Conforme o autor Lira Neto, em sua obra Getúlio (1882 – 1930) Dos anos
de formação a conquista do poder, mostrou que Vargas presenciara dois
suicídios em sua família. O do seu padrinho, o major Claudino da Silva,
um veterano da Guerra do Paraguai, no qual, nesse episódio, Getúlio aos
17 anos olhara pela primeira vez dentro dos olhos de um suicida. E anos
mais tarde, em 1920, o seu sogro Antônio Sarmanho, humilhado pelas
dívidas devido à quebra do Banco Pelotense, resolveu atirar uma bala no
próprio peito, a altura do coração, da mesma forma que seu genro Getúlio
Vargas faria 34 anos depois.
Na manhã do dia 24 de agosto de 1954 o país perdia o chefe de sua
nação, para o povo simples um “pai dos pobres”, para seus opositores “a
mãe dos ricos”. O certo é que o Brasil chorou a perda do seu presidente e
a comoção foi geral. O povo em um momento de fúria depredou o jornal do
PCB, bem como todos os órgãos de imprensa que faziam oposição ao
presidente, a exemplo do Tribuna de Imprensa, de Carlos Lacerda, e O
Globo, de Roberto Marinho. Nem a embaixada norte-americana se livraria
das depredações. As manifestações não ficaram restritas apenas à capital
federal, houve revoltas populares em todo o país, inclusive em Sergipe.

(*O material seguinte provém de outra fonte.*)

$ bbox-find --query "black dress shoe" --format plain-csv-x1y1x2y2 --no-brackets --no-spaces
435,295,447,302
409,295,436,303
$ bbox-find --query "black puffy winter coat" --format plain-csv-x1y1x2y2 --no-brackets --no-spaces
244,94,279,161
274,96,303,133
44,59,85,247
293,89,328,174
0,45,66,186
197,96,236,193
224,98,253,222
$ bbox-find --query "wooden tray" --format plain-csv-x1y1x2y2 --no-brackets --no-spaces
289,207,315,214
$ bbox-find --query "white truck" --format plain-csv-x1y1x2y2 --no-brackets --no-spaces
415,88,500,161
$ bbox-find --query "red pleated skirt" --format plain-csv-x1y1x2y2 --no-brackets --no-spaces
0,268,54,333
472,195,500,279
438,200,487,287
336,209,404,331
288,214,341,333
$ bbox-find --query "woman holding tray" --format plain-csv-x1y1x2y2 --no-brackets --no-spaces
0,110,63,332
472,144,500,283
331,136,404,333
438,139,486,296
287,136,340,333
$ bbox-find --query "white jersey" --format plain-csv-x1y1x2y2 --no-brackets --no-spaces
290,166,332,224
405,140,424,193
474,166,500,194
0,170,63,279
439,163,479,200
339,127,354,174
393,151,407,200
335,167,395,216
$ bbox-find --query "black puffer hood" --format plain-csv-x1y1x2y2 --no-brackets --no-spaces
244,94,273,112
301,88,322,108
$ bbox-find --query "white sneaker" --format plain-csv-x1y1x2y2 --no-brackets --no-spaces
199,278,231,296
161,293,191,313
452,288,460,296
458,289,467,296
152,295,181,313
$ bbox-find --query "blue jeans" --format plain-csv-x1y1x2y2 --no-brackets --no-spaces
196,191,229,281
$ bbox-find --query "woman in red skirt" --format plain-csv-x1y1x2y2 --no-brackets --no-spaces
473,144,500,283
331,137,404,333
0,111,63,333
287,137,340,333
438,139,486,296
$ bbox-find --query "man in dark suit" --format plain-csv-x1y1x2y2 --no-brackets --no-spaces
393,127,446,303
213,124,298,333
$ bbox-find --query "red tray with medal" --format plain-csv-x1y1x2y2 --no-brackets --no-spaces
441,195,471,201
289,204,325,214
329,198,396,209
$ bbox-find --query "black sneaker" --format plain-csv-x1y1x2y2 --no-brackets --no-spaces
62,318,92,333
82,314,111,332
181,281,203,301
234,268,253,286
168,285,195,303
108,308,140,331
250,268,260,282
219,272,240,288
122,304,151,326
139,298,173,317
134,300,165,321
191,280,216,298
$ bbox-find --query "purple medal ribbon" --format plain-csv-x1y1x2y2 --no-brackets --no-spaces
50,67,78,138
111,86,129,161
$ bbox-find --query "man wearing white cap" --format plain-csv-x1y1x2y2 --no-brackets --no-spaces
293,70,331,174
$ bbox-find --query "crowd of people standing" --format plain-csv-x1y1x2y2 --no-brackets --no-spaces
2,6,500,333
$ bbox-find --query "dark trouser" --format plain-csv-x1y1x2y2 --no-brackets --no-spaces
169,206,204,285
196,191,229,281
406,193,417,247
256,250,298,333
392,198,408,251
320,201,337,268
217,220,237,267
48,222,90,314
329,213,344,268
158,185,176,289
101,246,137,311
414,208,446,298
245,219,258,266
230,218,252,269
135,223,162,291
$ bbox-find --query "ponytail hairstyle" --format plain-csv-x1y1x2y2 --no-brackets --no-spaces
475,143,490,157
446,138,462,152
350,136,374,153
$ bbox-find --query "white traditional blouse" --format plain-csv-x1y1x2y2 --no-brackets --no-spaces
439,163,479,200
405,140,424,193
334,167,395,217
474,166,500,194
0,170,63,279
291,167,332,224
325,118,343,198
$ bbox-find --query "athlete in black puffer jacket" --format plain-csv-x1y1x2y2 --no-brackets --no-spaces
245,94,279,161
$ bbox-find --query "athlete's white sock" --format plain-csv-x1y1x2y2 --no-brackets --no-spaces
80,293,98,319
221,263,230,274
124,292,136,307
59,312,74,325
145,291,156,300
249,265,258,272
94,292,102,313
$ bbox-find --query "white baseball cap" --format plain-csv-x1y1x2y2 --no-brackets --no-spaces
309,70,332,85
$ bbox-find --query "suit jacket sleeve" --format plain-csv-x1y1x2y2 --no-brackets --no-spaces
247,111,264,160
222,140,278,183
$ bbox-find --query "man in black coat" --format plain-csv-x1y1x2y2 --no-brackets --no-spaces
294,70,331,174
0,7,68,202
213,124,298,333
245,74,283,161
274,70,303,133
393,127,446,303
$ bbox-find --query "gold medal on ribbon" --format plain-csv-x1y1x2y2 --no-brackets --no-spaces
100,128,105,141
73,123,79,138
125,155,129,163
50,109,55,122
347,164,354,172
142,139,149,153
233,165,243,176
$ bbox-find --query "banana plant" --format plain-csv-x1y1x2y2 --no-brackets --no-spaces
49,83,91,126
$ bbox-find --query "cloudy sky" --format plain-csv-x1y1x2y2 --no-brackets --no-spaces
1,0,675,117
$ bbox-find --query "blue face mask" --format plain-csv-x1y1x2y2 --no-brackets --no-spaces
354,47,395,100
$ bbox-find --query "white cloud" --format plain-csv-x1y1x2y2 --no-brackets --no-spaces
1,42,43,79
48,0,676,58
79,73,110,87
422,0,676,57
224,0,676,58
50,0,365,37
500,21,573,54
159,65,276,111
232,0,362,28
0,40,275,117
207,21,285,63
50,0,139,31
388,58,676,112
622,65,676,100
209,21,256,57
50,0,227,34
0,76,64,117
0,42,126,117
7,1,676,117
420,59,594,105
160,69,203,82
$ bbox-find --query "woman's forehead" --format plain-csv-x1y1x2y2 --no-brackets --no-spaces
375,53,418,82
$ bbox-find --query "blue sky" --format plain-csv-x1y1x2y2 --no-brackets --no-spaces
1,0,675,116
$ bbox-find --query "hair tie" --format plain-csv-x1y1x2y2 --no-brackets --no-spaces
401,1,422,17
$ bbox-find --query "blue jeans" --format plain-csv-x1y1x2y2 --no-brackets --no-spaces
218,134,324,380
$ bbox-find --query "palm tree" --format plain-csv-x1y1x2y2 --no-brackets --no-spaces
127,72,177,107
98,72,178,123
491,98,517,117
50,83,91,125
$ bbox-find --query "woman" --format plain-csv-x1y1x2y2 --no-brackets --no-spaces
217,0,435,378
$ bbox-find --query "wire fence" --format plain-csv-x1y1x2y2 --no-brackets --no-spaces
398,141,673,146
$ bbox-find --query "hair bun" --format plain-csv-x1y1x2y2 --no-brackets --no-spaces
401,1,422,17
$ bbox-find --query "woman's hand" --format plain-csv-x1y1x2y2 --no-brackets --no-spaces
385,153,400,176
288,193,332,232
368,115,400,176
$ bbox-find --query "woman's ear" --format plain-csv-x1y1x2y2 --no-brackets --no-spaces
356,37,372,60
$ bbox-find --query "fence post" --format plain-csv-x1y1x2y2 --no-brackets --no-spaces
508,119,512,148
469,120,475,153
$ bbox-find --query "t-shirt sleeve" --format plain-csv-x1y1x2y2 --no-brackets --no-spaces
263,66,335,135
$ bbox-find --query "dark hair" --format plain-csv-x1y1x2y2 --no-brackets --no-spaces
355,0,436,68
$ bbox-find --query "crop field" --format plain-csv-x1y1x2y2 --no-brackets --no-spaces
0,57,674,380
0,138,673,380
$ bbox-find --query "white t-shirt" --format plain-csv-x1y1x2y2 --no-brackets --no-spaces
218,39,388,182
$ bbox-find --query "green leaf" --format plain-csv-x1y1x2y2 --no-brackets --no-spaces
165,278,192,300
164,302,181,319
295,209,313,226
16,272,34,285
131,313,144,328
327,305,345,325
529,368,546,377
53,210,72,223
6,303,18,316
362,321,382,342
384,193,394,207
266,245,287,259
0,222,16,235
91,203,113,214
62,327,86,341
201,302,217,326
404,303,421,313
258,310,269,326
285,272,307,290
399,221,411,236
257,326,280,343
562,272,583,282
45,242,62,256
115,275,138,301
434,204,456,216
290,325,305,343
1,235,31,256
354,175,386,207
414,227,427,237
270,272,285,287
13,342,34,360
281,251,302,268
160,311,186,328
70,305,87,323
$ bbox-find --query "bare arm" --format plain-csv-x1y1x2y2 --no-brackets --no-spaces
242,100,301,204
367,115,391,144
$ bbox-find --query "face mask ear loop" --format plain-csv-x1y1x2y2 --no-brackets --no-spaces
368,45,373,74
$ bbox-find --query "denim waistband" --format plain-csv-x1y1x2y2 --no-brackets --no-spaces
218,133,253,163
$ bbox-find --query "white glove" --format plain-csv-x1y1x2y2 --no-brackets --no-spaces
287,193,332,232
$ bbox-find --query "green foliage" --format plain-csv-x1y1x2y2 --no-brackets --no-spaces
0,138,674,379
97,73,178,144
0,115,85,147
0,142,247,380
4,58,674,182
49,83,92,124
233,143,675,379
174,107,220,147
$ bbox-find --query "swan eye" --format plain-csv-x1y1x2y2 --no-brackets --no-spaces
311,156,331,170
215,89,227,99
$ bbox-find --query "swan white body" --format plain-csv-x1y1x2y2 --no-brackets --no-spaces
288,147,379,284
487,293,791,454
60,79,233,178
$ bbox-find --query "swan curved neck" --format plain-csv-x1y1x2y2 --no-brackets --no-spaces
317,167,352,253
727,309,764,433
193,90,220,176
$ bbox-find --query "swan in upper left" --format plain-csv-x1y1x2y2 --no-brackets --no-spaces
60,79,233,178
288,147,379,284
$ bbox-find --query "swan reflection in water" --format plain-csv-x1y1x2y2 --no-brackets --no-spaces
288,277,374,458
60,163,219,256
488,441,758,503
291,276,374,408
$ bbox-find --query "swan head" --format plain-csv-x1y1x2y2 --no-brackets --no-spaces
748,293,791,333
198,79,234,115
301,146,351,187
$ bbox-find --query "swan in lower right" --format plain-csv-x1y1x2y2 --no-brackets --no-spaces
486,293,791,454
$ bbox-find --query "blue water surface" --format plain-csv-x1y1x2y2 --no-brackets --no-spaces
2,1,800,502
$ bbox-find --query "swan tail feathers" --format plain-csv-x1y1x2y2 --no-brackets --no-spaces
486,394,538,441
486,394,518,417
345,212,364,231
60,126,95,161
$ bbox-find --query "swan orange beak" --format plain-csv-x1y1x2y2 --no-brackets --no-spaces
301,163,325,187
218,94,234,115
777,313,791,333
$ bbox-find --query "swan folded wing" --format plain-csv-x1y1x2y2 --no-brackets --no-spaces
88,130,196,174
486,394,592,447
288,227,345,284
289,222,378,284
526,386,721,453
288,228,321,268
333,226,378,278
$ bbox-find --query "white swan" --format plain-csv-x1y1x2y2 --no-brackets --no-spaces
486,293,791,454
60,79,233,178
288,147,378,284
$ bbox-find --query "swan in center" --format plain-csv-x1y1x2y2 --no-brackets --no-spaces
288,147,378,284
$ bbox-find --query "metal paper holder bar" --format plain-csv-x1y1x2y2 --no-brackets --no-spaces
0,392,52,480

Na cidade de Estância ocorreram depredações nas sedes da UDN e do
Partido Comunista. Em todo o país estima-se um saldo de 10 mortos.
Carlos Lacerda e os opositores do presidente tiveram que fugir da
capital federal para não sofrer o mesmo destino.
Getúlio deixou como marca a sua ambiguidade que serve de questionamento
até hoje para os estudiosos. O homem que implantou uma ditadura no
Estado Novo voltaria ao poder em 1951 pelo voto e pelos braços do povo.
Um autoritário que criaria as leis trabalhistas ainda em vigor nos dias
de hoje, ora estava com os sindicatos, ora fechava os mesmos; em alguns
momentos políticos perseguiu os comunistas, em outros conseguiu fazer
Luiz Carlos Prestes subir em seu palanque. Antes da Segunda Guerra era
simpatizante das ideias de Hitler, porém , quando a guerra esquentou,
aderiu à pressão dos Estados Unidos e conseguiu fazer os
norte-americanos financiarem a Vale do Rio Doce e a Companhia
Siderúrgica Nacional.
Getúlio Vargas foi um político habilidoso, ao ponto de o jornalista
Assis Chateaubriand um dia dizer: “Maquiavel é pinto perto de Getúlio
Vargas”. Com toda sua habilidade política, não podemos esquecer que
Getúlio foi a ponte para transformar um país agrário num país
industrial. Antes dele, o Brasil era uma grande fazenda. Por essas e
outras, podemos dizer que Getúlio Dorneles Vargas foi o personagem
político mais marcante da história do nosso país.